Make Trainer evaluation handle dynamic seq_length

src/transformers/trainer.py

@@ -1333,6 +1333,12 @@ def predict(self, test_dataset: Dataset) -> PredictionOutput:
                 Dataset to run the predictions on. If it is an :obj:`datasets.Dataset`, columns not accepted by the
                 ``model.forward()`` method are automatically removed. Has to implement the method :obj:`__len__`
 
+        .. note::
+
+            If your predictions or labels have different sequence length (for instance because you're doing dynamic
+            padding in a token classification task) the predictions will be padded (on the right) to allow for
+            concatenation into one array.

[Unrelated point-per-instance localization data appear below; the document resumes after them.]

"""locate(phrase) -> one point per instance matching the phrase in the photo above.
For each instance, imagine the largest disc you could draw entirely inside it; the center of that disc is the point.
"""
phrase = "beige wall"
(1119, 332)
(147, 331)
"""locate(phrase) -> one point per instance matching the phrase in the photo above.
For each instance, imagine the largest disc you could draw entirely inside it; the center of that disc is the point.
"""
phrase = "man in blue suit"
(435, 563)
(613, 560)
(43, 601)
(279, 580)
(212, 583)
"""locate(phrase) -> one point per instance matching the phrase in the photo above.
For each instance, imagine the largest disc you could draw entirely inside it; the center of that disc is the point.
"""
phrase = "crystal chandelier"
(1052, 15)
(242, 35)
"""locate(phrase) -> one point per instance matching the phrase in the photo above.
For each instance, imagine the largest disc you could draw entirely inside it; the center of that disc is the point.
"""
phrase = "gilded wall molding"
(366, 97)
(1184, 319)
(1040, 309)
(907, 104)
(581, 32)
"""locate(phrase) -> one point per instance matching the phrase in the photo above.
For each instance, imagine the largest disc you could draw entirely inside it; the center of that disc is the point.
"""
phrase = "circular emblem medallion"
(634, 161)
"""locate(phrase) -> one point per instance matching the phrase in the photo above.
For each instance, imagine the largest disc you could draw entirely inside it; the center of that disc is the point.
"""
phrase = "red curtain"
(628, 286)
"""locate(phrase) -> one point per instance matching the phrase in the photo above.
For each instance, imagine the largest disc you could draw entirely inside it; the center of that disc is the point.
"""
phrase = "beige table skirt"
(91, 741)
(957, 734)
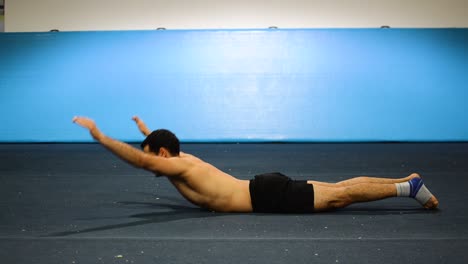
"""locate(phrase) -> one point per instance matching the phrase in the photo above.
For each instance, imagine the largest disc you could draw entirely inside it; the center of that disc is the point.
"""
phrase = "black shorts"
(277, 193)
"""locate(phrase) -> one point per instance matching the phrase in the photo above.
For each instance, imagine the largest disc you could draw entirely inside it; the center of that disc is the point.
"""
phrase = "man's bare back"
(208, 187)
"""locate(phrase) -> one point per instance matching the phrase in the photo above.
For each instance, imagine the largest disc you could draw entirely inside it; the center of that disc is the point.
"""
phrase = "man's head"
(161, 142)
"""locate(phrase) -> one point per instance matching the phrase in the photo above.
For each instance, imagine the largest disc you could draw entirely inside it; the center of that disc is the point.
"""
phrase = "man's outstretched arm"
(126, 152)
(141, 126)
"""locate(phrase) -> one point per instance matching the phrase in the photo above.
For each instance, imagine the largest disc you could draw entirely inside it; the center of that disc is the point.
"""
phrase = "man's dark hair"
(162, 138)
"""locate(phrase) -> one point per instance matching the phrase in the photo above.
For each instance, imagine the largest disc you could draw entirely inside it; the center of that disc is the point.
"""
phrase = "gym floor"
(77, 203)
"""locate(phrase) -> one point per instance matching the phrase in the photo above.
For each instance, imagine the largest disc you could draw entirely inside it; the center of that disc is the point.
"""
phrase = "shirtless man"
(208, 187)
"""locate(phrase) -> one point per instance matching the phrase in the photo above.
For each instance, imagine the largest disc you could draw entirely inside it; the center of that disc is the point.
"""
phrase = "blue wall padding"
(238, 85)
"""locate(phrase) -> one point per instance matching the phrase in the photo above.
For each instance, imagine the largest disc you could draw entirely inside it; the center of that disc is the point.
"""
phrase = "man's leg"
(366, 179)
(332, 196)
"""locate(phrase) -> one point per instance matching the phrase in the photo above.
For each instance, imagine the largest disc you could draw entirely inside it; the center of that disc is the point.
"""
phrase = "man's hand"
(141, 125)
(88, 124)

The padding index is -100.
+
         Returns: `NamedTuple` A namedtuple with the following keys:
 
             - predictions (:obj:`np.ndarray`): The predictions on :obj:`test_dataset`.
@@ -1412,9 +1418,9 @@ def prediction_loop(
                 losses = loss.repeat(batch_size)
                 losses_host = losses if losses_host is None else torch.cat((losses_host, losses), dim=0)
             if logits is not None:
-                preds_host = logits if preds_host is None else nested_concat(preds_host, logits, dim=0)
+                preds_host = logits if preds_host is None else nested_concat(preds_host, logits, pad_idx=-100)
             if labels is not None:
-                labels_host = labels if labels_host is None else nested_concat(labels_host, labels, dim=0)
+                labels_host = labels if labels_host is None else nested_concat(labels_host, labels, pad_idx=-100)
             self.control = self.callback_handler.on_prediction_step(self.args, self.state, self.control)
 
             # Gather all tensors and put them back on the CPU if we have done enough accumulation steps.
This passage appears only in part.